Un giovane stalliere accudisce tre cavalli uno grigio, uno bianco, uno baio. Dà loro la quotidiana razione di cibo. Da una cesta, che ne contiene un buon numero, pone innanzi ai destrieri dei bei pesci. Hanno l’aria d’essere spigole. Il bianco, più pronto del grigio e del baio, già gusta, come accade ogni giorno, quella carne saporita. La stalla occupa un’ala del casale protetta da una tettoia di tegole rosse. È solo una parte dell’edificio che si presenta come un insieme composito di tre case unite, e a fianco della porta d’ingresso, come a difesa, c’è un torracchione cilindrico color rosa, il tenero colore degli intonaci di quella costruzione e delle mansarde e degli abbaini, con i coppi dei tetti gialli. Davanti a questa che potrebbe essere una fattoria corre l’acqua celeste d’un fiumicello che si immagina ricco di pesci. Certi vascelletti, gusci di noce che inalberano vele quadrate e carichi di sacchi di mercanzie diverse, sono all’attracco, giunti or ora alla porta di casa da lontani porti. Caracollano uno vicino all’altro al vento leggero che appena gonfia le candide vele non ancora ammainate.

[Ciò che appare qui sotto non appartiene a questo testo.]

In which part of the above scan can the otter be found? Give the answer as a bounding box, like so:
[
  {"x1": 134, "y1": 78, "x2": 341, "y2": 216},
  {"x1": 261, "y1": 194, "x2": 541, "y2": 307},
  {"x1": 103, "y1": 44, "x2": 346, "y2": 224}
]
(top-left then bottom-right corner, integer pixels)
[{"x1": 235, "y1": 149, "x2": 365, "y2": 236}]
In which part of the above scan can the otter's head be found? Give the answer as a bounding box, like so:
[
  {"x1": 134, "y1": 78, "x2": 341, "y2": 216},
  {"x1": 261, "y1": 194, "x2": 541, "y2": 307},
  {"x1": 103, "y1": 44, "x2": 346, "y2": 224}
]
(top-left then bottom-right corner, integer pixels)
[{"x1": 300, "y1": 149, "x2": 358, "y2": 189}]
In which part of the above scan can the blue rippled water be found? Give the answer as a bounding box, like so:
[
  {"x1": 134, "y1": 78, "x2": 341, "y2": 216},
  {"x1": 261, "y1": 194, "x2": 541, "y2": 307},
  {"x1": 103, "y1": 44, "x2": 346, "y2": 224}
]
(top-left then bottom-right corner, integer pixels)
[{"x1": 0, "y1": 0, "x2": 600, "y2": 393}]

Sulla proda una pastorella. Indossa un abito chiaro di panno pesante. Un ampio zinale le cinge i fianchi. Porta una cuffia di foggia curiosa, con certe falde flosce. Come lo stalliere, anche la pastorella ha tra le mani una cesta piena di pesci. Li versa a terra, cefali o naselli, e se ne cibano avidamente le tre pecore che le stanno dattorno.

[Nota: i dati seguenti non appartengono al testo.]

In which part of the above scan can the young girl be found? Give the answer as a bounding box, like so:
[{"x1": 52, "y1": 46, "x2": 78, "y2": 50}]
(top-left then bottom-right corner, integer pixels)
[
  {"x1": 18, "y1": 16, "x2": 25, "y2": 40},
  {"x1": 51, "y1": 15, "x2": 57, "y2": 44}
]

A questo punto il mio lettore penserà alla descrizione d’un sogno: non lupinella e avena ai cavalli, non trifogli ed erba novella brucano le pecore, ma, obbedendo a misteriose associazioni oniriche, le pecore sgranocchiano merluzzi e i cavalli vanno pazzi per i dentici e le orate.

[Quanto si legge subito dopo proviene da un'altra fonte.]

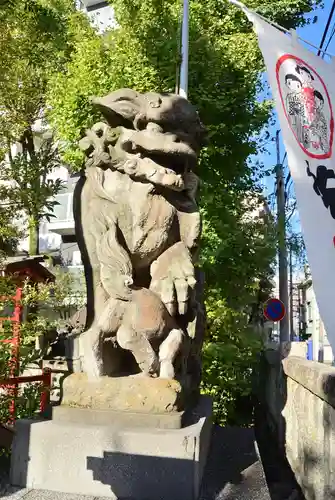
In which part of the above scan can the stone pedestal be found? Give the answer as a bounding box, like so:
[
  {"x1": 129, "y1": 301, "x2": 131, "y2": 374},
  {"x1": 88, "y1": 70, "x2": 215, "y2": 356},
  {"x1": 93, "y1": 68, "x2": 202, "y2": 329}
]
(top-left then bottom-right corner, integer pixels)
[{"x1": 11, "y1": 397, "x2": 212, "y2": 500}]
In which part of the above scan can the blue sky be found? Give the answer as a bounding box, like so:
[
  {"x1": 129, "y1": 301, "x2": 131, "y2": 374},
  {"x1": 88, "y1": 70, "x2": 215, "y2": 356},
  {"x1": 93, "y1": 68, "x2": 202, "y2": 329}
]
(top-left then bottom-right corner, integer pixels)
[{"x1": 258, "y1": 0, "x2": 335, "y2": 225}]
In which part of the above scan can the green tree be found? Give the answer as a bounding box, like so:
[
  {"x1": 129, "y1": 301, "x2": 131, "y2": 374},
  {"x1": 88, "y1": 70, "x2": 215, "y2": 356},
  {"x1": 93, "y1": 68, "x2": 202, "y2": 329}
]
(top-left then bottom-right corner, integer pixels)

No, non si tratta di un sogno. O, meglio, questo narrare che terrebbe del fantastico non racconta un sogno. Racconta invece esattamente quanto si dice accada nella città di Escier, posta tra Aden e Dhofar, nella penisola arabica. Si legge infatti in un puntuale e veritiero resoconto redatto da chi ad Escier c’è stato: «Escier si è una gran città, ed è lungi dal porto d’Edenti (Aden) quattrocento miglia. E sì ha molte castella sotto di sé, e sì mantiene bene ragione e giustizia. E sono saracini, i quali adorano Malcometto; e sì ha porto molto buono, al quale capitano molte navi, le quali vengono dell’India con molta marcatanzia, e pòrtane buoni e molti cavalli da due selle». Continua poi il resoconto: «e sì hanno pesci assai, e sì hanno tonni assai, e sappiate che dànno a’ buoi e a’ camelli e a’ montoni e a’ ronzini piccoli a mangiare pesce; e quest’è la vivanda che dànno alle loro bestie».

Ecco allora: non ho riportato la trascrizione di un sogno, ma mi sono applicato alla descrizione della miniatura che illustra una pagina del cento settantaduesimo capitolo de Il libro di Marco Polo detto il Milione, conservata con altre stupende ottantatré nella Biblioteca Nazionale di Parigi (Livre des Merveilles, cod. 2810). Ha scritto Daniele Ponchiroli: «Come si può facilmente rilevare, il gotico illustratore del Milione non ha alcuna conoscenza figurativa, neppure di seconda mano, del mondo orientale, e si affida esclusivamente alla lettera del testo e alla fantasia per dar figura e colori alle straordinarie rivelazioni di Marco».

Se ad Escier allevano con il pescato, dice Marco Polo, cavalli e pecore «questo è perché i’ loro contrada sì non hae erba, percioch’ella è la più secca contrada che sia al mondo»; quando Marco riporta che gli abitanti dell’isola di Agama hanno i tratti del volto cagneschi, «a simiglianza di gran mastino» e che «Egli hanno molte ispezie», il nostro fedele illustratore ci mostra cinque mercanti che contrattano le loro merci in una valletta fiorita d’alberelli e vaghe erbette. Lontano le cuspidi delle torri d’una città. Quegli uomini vestono abiti sgargianti e si muovono con gesti misurati improntati a maniere civili. Parlano tra loro frasi intese certo al buon esito dei loro affari. Le loro teste di cane si atteggiano in espressioni del muso che non appaiono canine, ma, virtù del miniaturista, son rese «a simiglianza» della mimica dei volti umani.